戦国時代の伊勢の国は、どうなっていたのだろうか。
伊勢の国は、大きく四つに分割して概観することが出来る。
1. およそ雲出川を境にして一志郡以南は伊勢国司北畠氏
北畠氏は北畠親房の後裔で多気城(一志郡美杉村)を本拠とし、木造城(久居市木造町)、
田丸城(度会郡玉城町)、大河内城(松阪市大河内町)、坂内城(松阪市坂内町)、波瀬
城(一志郡一志町)、岩内城(松阪市岩内町)、藤方城()に一門の者を置き、また所領内を
四人の家老に分治させた。
2. 安濃郡・庵芸郡は長野氏
長野氏は鎌倉御家人工藤祐経の子孫で、伊勢平氏残党討伐の命令により、長野に居付いた
もの。 雲林院城(安芸郡芸濃町)、細野城(安芸郡安濃町)、草生城(安芸郡安濃町)、家
所城(安芸郡美里村)、分部城(津市分部)の五分家を出し、繁栄した。
3. 鈴鹿郡・河曲郡は関氏
関氏は平重盛以来の系譜を持ち、亀山城(亀山市)を本拠に神戸城(鈴鹿市神戸)、国府城
(鈴鹿市国府)、鹿伏兎城(鈴鹿郡関町加太)、峰城(亀山市川崎町)に一門を据え、関五家
は結束して戦い、関一揆として恐れられたという。
4. それ以北は「北勢四八家」と称し、千種氏を棟梁とする地侍の集まり
千種氏を中心とした北勢諸豪族をいうが、四八氏に限定したわけではなく沢山のという意味だろう。

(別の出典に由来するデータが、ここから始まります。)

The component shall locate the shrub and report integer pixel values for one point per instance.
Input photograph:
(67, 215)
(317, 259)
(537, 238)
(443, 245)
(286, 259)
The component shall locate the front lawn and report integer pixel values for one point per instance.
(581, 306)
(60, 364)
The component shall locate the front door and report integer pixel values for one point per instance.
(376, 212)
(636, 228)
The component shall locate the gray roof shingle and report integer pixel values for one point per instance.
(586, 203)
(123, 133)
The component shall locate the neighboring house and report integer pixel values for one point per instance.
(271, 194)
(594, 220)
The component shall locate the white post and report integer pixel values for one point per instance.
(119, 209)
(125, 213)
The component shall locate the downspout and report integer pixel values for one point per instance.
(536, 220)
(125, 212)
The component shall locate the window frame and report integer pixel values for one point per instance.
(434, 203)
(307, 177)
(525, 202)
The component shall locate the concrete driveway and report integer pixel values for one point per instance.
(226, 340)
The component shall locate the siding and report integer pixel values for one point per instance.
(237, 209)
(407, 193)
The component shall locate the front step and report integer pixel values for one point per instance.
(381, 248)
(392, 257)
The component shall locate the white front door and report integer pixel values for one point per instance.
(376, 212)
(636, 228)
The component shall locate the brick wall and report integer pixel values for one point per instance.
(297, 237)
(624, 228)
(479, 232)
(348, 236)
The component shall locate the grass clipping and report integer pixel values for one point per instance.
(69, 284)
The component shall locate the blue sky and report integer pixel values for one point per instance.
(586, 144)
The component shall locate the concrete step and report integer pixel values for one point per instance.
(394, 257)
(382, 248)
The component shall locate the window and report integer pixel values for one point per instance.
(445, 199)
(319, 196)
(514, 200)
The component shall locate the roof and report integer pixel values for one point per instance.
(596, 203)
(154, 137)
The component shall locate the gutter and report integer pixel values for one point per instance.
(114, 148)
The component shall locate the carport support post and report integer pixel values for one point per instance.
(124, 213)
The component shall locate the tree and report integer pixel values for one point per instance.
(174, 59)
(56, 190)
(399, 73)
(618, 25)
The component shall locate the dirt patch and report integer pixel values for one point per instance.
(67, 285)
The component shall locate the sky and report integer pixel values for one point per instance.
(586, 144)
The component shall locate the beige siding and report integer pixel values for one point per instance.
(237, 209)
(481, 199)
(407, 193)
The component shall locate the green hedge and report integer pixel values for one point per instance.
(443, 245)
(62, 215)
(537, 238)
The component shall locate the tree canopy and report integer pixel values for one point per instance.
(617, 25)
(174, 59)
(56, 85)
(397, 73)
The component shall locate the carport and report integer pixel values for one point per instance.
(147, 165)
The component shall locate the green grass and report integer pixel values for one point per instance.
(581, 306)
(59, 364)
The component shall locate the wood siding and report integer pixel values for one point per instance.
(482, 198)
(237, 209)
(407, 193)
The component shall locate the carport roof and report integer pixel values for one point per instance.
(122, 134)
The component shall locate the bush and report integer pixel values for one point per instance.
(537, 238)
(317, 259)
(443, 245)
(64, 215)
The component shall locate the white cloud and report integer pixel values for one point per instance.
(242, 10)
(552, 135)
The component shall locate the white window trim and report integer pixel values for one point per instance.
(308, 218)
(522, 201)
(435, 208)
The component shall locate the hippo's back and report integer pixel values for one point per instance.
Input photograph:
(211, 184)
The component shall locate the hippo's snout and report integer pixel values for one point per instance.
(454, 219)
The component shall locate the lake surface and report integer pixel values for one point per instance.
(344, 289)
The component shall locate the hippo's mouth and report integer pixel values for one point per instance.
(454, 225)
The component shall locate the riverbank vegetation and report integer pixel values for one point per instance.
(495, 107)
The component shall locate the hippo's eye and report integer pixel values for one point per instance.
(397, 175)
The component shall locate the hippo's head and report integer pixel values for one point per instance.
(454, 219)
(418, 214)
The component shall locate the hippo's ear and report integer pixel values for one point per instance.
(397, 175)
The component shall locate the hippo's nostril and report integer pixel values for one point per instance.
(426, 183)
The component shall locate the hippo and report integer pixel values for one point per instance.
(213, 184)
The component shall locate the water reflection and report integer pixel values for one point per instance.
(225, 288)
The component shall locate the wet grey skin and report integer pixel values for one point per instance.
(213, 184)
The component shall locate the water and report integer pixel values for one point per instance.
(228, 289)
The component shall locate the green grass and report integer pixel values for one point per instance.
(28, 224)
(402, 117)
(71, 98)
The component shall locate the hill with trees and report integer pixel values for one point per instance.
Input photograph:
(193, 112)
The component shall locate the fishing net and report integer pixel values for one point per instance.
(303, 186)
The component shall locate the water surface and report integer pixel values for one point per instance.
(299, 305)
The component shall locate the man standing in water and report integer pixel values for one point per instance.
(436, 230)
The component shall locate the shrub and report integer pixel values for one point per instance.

諸氏の利害は必ずしも一致しないので、同心したとは言え心もとないものであった。
主な者は、藤原の藤太秀郷の後裔を任じる田原氏は赤堀、浜田、羽津の三家に分かれ(いずれ
も四日市市)夫々城を築き、采女城(四日市市)には後藤氏が、楠城(楠町)には正成の子孫と
言われる楠氏、東冨田城(四日市市)には南部氏、茂福城(四日市市)には朝倉氏、萱生城(四
日市市)には春日部氏、治田城(藤原町)には楠氏の一族治田氏が夫々所領していた。